Zedd looked up with a frown. "Wrong? Nothing. Nothing is wrong."
"He's just busy reading," Rachel assured Chase as she hugged his leg and put her head against his hip.
"Zedd," Chase said in a demanding drawl that said he didn't believe a word of it.
"What makes you think something is wrong?"
"You haven't eaten a thing." Chase rested one hand on the wooden handle of a long knife at his belt and with the other caressed Rachel's head of long, golden blond hair. The man probably had a dozen knives of various sizes strapped around his waist and to his legs. When he left in the morning he would add swords and axes to the knives. "That can only mean something is wrong."
Zedd popped a biscuit in his mouth. "There," he mumbled around the mouthful. "Satisfied?"
While Zedd chewed the warm biscuit, Chase leaned down and lifted the girl's chin. "Rachel, go to your room and finish getting your things packed up. And I expect your knives to be cleaned and sharp as well."
She nodded earnestly. "They will be, Chase."
Rachel had had a hard life for one so young. For reasons that had always made Zedd suspicious, she'd been at the center of a variety of consequential situations. When Chase had taken the orphaned girl in to raise as his own daughter, Zedd himself had admonished the man to teach her to protect herself, to teach her to be like him so that she could defend herself and stay safe. Rachel adored Chase and eagerly learned all the lessons he taught her. With one of the smaller knives she carried, she could pin a fly to a fence post at ten paces.
"And I want you in bed early so that you will be rested," Chase told her. "I'm not carrying you if you're tired."
Rachel gave him a puzzled look. "You carry me when I tell you I'm not tired."
Chase cast Zedd a pained look before giving her a clearly feigned scowl. "Well, tomorrow you're just going to have to keep up on your own."
Rachel nodded seriously, unruffled by the man towering over her. "I will." She looked at Zedd. "Will you come and kiss me good night?"
"Of course," Zedd said with a smile of his own. "I'll be in after a bit to tuck you in."
He wondered if Rikka would stop by her room to tell her a story. It was heartwarming to think of the Mord-Sith telling a child stories about pictures made by the stars in the sky. Rachel seemed to have that effect on everyone.
Chase watched through the doorway as his daughter raced off down the broad rampart.

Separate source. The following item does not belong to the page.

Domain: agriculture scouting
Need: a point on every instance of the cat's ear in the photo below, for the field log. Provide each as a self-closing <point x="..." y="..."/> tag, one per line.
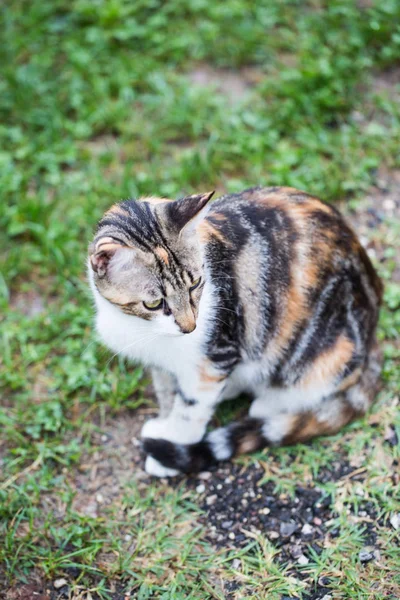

Zedd had been gratified at the way she had taken to the Wizard's Keep. In short order she had made it hers and was happily skipping through halls that were thousands of years old. She minded well and never strayed from the areas Zedd had warned her about. She was a child who understood danger. Out on the rampart, she looked completely al ease as she paused momentarily to gaze through a crenellation down at the city below before racing off again. It seemed to Zedd a wonder that such spindly legs could carry the child so swiftly.